Charanjit Singh Atwal v. ITO Ward-VI(1) Ludhiyana; it was held that Irrevocable General Power of Attorney which leads to overall control of property in hands of developer, even if that does not involve exclusive possession of developer, would constitute transfer within the meaning of Section 2(47) (v) . It was held that the possession contemplated by provisions of Section 2(47) (v) of the Income tax Act, 1961 does not require handing over exclusive possession. What is required is that the transferred by virtue of possession should be able to exercise from overall intended purposes.
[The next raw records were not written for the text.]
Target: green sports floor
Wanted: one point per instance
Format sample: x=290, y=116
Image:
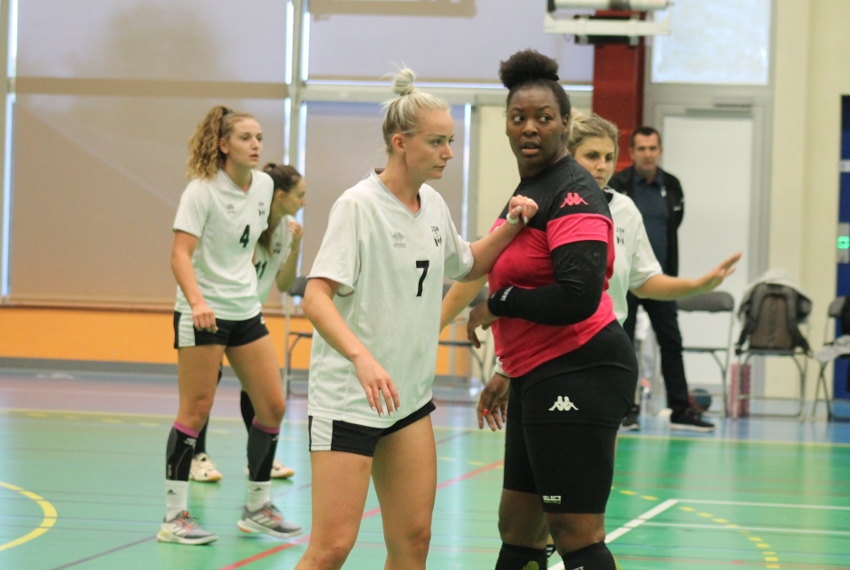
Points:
x=81, y=486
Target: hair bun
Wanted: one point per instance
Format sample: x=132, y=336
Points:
x=403, y=82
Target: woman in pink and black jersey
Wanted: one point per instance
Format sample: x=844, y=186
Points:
x=572, y=367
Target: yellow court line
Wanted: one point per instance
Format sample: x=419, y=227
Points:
x=46, y=523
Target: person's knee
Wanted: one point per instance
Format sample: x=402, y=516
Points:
x=329, y=556
x=574, y=531
x=513, y=530
x=270, y=411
M/s. Binjusaria Properties Pvt. Ltd. Hyderabad versus Asstt. Commissioner of Income-tax: As on date there was no developmental activity on the land which is subject matter of development agreement – The process of construction has not been even initiated and no approval for the construction of the building is obtained – Thus, the sale consideration in the form of developed area has not been received – Mere receipt of refundable deposit cannot be termed as receipt of consideration – the AO calculated the capital gain on the entire land, even though the assessee has retained 38% share to itself.
General Glass Co. Ltd. Vs DCIT 108 TTJ 854 (Mumbai): Where payment of balance consideration within stipulated time is essence of the agreement of sale and such payments are not made in time by the transferee, such a contract does not confer any
right on the transferee as envisaged under Section 53A of the Transfer of Property Act and provisions of Section 2(47)(v) cannot be applied in such a situation
S. Ranjith Reddy 35 Taxmann.com415 (Hyderabad): ITAT Hyderabad has held that where nothing happened during the relevant previous year except execution of the agreement or no progress or construction had taken place it could not be held that the developers had performed its obligation as envisaged by Section 53A of Transfer of Property Act.
WHAT’s THE CHANGE?
The Budget 2017, has provided ramping revolution in the taxability of JDAs putting an end the ever existing disputes. The proposed amendments are:
Determination of date of Transfer:
A new sub-section (5A) in section 45 is proposed to be issued to shift the capital gain arising on JDA to the previous year in which the certificate of completion for the whole or part of the project is issued by the competent authority in case of an assessee being individual or Hindu undivided family provided the assessee does not transfer his share in the project to any other person on or before the date of issue of said certificate of completion.
Determination of Consideration:
It is proposed to provide that the stamp duty value of land or building or both, in the project on the date of issuing of said certificate of completion given to the land owner as increased by any monetary consideration received, if any, shall be deemed to be the full value of the consideration received or accruing as a result of the transfer of the capital asset.
Tax Deduction at Source:
A new section 194 – IC is introduced so as to provide that in case any monetary consideration is payable under the specified agreement, tax at the rate of ten per cent shall be deductible from such payment.
These amendments are removing the considerable hardship faced by the assessees and are a welcome step which will improve the sentiments of the developers and land owners leading to increase in the supply of land to developers. Hope these amendments will numb the pain of demonetisation, the hit the real estate transaction hard.